Perhaps one of the business areas that faces the greatest risk each day is the lending industry. Banks, mortgage companies, and other types of lenders face one specific risk many times every day: Are they going to be paid back when they make a loan? Organizations that make their money by lending money must be able to anticipate risk and predict the likelihood that they will be paid back, with interest, or else their business model will fail and they will have to close their doors. In this Assignment, you will use R with two data sets to predict the risk of loan default for a lender, and then report and explain your results.
Assignment Instructions
Complete the following steps:
Using the university’s online Library and Internet resources, research the lending industry. In a Word document, prepare a risk management plan outline for loan default risk faced by lenders. Include all five parts of risk management planning: Identification, Understanding, Data Preparation, Modeling and Application. Cite all sources used to prepare your risk management plan.
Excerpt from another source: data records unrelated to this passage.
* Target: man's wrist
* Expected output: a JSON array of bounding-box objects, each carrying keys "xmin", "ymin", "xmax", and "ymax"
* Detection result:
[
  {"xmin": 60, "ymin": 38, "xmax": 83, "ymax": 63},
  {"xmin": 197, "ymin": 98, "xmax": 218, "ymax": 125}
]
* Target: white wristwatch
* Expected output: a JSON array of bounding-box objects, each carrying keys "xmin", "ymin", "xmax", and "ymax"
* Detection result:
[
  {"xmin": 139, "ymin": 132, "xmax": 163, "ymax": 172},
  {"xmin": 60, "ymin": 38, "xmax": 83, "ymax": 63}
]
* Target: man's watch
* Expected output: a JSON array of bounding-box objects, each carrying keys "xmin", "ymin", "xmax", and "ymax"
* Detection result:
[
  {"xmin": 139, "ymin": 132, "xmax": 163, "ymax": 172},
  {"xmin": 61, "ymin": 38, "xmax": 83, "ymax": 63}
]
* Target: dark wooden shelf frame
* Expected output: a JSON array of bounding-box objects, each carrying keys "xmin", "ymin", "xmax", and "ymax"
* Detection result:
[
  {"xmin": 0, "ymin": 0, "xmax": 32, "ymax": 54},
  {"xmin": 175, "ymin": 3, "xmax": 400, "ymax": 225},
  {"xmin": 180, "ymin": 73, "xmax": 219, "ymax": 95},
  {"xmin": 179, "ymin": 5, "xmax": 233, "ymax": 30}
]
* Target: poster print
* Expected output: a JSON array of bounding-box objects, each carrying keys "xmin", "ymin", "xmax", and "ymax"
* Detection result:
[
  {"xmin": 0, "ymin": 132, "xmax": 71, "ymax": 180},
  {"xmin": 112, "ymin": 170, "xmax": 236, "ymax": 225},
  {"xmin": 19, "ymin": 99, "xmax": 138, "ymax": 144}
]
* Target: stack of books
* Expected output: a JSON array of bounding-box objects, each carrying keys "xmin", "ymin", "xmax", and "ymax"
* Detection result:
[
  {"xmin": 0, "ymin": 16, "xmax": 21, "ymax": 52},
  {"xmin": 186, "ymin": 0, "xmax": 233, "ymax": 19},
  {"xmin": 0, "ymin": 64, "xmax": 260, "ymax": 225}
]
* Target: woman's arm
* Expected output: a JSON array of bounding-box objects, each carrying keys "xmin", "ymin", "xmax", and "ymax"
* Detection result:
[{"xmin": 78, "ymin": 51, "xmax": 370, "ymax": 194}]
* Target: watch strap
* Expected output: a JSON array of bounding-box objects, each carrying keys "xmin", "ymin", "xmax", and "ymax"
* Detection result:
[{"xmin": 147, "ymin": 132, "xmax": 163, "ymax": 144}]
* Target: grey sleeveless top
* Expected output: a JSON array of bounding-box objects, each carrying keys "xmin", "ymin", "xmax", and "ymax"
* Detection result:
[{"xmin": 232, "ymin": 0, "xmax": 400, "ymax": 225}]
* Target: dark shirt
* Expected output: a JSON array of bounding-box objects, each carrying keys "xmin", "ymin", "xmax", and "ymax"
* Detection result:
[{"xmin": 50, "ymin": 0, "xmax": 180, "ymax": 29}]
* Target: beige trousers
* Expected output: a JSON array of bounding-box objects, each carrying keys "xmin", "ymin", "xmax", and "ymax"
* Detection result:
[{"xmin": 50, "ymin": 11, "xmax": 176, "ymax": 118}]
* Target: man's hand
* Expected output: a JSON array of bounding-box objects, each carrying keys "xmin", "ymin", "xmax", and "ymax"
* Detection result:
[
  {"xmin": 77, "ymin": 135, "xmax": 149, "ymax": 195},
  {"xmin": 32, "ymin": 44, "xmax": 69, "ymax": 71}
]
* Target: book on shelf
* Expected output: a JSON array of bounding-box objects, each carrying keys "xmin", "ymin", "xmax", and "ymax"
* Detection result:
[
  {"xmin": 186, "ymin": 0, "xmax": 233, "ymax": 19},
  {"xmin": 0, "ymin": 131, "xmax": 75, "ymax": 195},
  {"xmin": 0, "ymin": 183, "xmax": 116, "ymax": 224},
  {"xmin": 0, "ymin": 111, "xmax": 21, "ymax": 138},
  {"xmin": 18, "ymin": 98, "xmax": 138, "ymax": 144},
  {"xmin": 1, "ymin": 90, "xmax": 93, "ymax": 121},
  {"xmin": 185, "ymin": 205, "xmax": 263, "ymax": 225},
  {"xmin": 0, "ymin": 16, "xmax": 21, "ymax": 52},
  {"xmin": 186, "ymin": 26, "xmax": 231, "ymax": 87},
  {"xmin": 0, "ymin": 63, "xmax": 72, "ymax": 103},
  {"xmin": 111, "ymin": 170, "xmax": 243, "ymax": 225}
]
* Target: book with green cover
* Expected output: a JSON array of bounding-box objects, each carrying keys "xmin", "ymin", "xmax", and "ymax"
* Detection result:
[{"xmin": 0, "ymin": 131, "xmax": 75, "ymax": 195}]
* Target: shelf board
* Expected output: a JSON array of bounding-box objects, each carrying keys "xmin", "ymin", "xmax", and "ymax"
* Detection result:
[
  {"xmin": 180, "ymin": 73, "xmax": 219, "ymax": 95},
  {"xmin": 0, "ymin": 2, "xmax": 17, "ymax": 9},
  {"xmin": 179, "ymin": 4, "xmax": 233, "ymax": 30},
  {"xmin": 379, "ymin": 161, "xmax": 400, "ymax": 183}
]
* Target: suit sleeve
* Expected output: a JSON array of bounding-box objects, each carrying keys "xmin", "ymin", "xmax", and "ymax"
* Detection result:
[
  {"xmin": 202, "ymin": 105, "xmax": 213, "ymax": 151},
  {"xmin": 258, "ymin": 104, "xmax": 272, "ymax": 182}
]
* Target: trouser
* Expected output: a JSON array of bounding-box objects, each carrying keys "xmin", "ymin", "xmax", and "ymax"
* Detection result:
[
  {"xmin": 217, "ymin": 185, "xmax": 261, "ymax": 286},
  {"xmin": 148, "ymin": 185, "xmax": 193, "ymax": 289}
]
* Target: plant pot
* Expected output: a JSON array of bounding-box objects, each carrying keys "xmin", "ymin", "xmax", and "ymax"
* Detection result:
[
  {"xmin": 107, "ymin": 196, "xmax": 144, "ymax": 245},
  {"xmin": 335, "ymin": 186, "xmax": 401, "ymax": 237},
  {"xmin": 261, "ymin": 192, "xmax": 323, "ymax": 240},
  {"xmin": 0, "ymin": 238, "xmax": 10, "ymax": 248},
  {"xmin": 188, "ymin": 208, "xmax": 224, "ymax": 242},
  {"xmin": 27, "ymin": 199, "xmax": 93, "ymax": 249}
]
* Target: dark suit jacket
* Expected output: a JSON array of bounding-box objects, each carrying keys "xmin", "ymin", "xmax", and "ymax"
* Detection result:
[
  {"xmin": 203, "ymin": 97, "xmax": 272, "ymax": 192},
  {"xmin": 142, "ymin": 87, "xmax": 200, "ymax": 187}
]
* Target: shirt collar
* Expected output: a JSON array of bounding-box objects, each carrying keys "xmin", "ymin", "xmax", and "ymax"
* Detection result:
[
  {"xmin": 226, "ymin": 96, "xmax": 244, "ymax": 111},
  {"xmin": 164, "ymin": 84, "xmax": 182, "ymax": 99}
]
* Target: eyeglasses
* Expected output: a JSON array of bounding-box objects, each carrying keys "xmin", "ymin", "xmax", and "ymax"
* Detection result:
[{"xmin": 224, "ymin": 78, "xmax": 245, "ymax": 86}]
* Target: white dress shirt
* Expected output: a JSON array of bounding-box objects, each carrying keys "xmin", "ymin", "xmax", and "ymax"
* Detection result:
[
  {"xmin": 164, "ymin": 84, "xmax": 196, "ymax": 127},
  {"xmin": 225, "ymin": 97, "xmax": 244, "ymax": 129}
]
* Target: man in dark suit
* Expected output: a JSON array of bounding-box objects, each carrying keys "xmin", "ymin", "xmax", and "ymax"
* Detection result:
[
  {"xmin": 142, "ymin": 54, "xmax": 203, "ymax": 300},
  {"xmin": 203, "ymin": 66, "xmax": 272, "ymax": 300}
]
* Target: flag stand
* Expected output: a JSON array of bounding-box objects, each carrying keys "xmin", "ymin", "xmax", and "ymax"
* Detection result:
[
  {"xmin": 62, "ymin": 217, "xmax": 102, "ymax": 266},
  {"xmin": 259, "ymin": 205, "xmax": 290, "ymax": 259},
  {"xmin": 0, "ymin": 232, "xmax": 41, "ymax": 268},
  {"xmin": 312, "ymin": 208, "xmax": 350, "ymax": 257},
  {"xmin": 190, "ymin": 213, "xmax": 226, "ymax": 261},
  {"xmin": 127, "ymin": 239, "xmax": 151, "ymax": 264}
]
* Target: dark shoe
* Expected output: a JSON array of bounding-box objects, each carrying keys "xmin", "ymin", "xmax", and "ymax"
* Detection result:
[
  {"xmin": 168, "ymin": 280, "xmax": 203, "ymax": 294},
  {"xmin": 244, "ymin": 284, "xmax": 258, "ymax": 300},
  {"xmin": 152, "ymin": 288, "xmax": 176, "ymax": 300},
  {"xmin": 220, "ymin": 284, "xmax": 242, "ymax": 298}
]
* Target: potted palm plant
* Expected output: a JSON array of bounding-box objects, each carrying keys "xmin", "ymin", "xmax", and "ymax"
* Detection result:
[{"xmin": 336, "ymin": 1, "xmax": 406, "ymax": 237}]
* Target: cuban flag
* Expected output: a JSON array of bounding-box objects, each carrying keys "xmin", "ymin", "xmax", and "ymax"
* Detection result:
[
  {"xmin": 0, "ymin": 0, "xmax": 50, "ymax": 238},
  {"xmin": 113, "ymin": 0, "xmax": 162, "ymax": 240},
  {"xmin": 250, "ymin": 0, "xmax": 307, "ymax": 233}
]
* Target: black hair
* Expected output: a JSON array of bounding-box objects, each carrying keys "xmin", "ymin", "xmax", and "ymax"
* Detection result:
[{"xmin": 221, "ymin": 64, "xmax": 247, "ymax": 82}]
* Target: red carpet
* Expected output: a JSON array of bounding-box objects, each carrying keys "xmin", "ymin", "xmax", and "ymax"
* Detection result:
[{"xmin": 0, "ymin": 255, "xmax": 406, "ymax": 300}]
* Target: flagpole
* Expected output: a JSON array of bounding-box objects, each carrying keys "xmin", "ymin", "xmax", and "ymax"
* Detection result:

Download the Loans.csv and Applicants.csv files. Import both of these as data frames into RStudio. Give each a descriptive name. Show this in your Word document.
Using the Loans.csv file, build a logistic regression model to predict the “Good Risk” dependent variable (use family=binomial() in the glm function in R). In this column, ‘1’ indicates that making the loan is a good risk for the lender; ‘0’ indicates that making the loan is a bad risk. Make sure that you do not use the Applicant ID as an independent variable! You will need to load the MASS package in R by issuing library(MASS), before using the glm function to build your model. Show the creation of the model in your Word document.
In your Word document, document your logistic model’s output, and specifically explain which independent variables have the most predictive power and which have the least. Make sure you identify how you know, and explain why it matters.
Apply your logistic regression model to the data in Applicants.csv to generate predictions of “Good Risk” for each loan applicant. If your glm model is stored in an R object called ‘LoanModel’, for example, and your Applicants.csv data is in a frame called ‘Appl’, then you would issue a command that looks like this: LoanPredictions <- predict(LoanModel, Appl, type=“response”). Document the application of your model to the Applications data in your Word document.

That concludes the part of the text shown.